Manikundala Jataka (#351)

(Duplicate of Jataka #282) The Bodhisatta was once a king. A former advisor who he had expelled convinced a rival king to conquer the Bodhisatta because, in order to avoid any deaths, he would not resist. While imprisoned, the Bodhisatta felt pity for his captor, which magically caused him pain and this made him realize it was a mistake to conquer a man as virtuous as the Bodhisatta, so he returned to his own kingdom.

Sujata Jataka (#352)

The Bodhisatta was once a landowner. When his grandfather died, his father became depressed. To remind his father about impermanence, the Bodhisatta pretended to try to get a dead ox to eat and drink and this cured his father’s sorrow.

Dhonasakha Jataka (#353)

The Bodhisatta was once a teacher. He warned one of his students, a cruel prince, to change his ways or he would suffer. When the prince became king he killed most of the other kings of India, but before he could defeat the last king, he died and fell to hell.

Uraga Jataka (#354)

The Bodhisatta was once a farmer. When his son died, nobody in the family showed any sorrow because they understood that all things are impermanent. Indra, king of the gods, was impressed by this and gave the family treasure so they never needed to do physical labor again.

Ghata Jataka (#355)

(Duplicate of Jataka #282) The Bodhisatta was once a king. A former advisor who he had expelled convinced a rival king to conquer the Bodhisatta because, in order to avoid any deaths, he would not resist.

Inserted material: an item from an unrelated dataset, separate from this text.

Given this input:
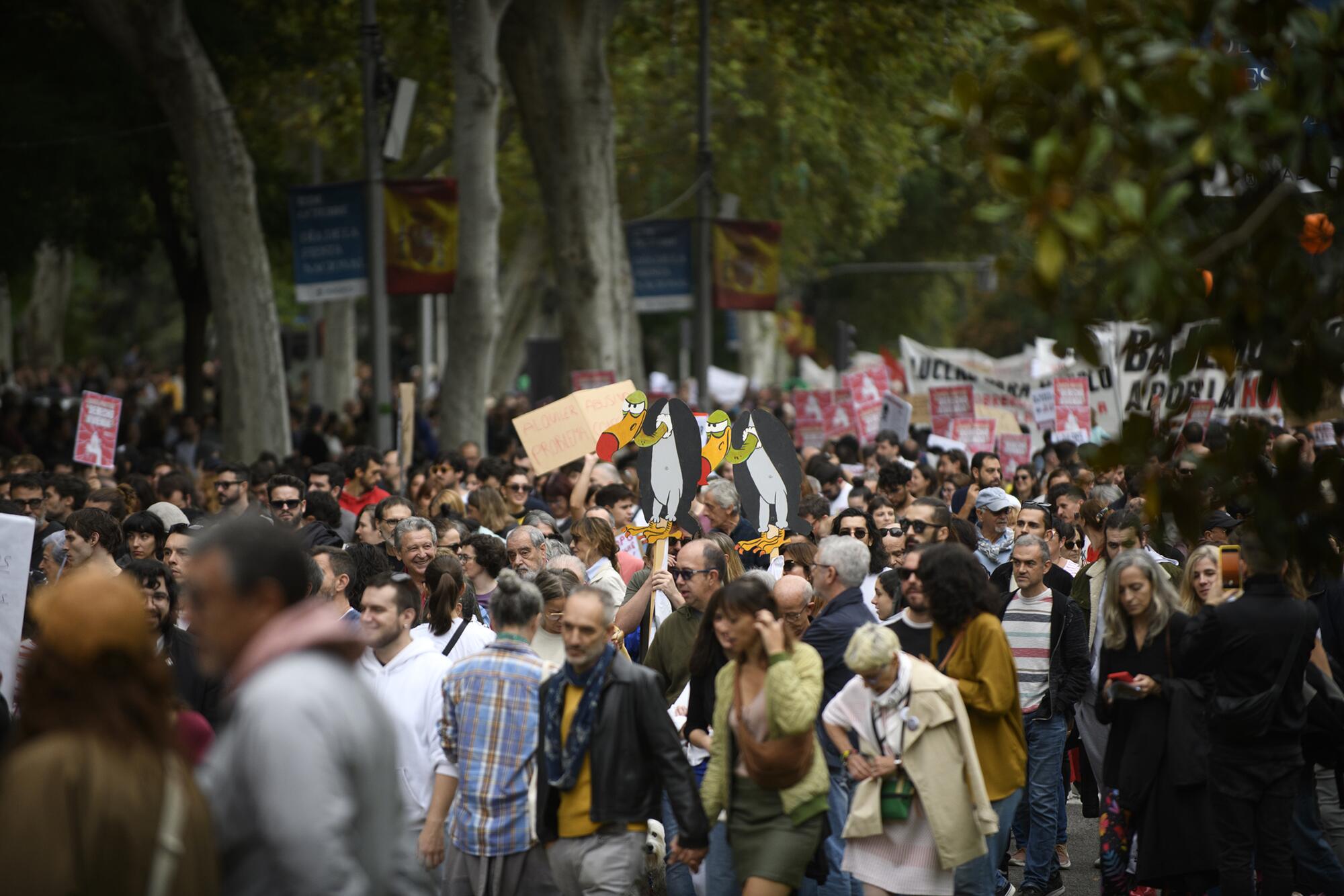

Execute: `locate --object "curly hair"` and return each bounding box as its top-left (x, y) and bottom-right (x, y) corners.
top-left (919, 543), bottom-right (997, 635)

While imprisoned, the Bodhisatta felt pity for his captor, which magically caused him pain and this made him realize it was a mistake to conquer a man as virtuous as the Bodhisatta, so he returned to his own kingdom.

Karandiya Jataka (#356)

The Bodhisatta was once a student. His teacher preached religion to everyone. To convince him to only preach to people who wanted to listen, the Bodhisatta threw rocks into a cave, saying he wanted to make the world level. Then his teacher realized making all people accept his teachings was also impossible.

Latukika Jataka (#357)

The Bodhisatta was once an elephant. The Bodhisatta protected a nest of quail chicks when his herd passed by, but a rogue elephant intentionally stepped on them and their mother vowed revenge. She got a crow to peck out its eyes and a frog to croak at the bottom of a cliff so the blind elephant followed the sound hoping to find water and fell to its death.

Culladhammapala Jataka (#358)

The Bodhisatta was once a prince. While the Bodhisatta was still an infant, his father, the king, grew madly jealous of the attention his queen gave their son, so he cut the Bodhisatta into little bits.

Suvannamiga Jataka (#359)

The Bodhisatta was once a deer. He got caught in a snare and his wife begged the hunter to kill her instead. The hunter was impressed by her devotion and let them both live.

Sussondi Jataka (#360)

The Bodhisatta was once a garuda king. While in human form in order to play dice with a human king, he and the queen consort fell in love and ran off to live on his remote island home. The king sent a minstrel to find her and when he did, she took him as another lover, so the Bodhisatta gave her back to the king.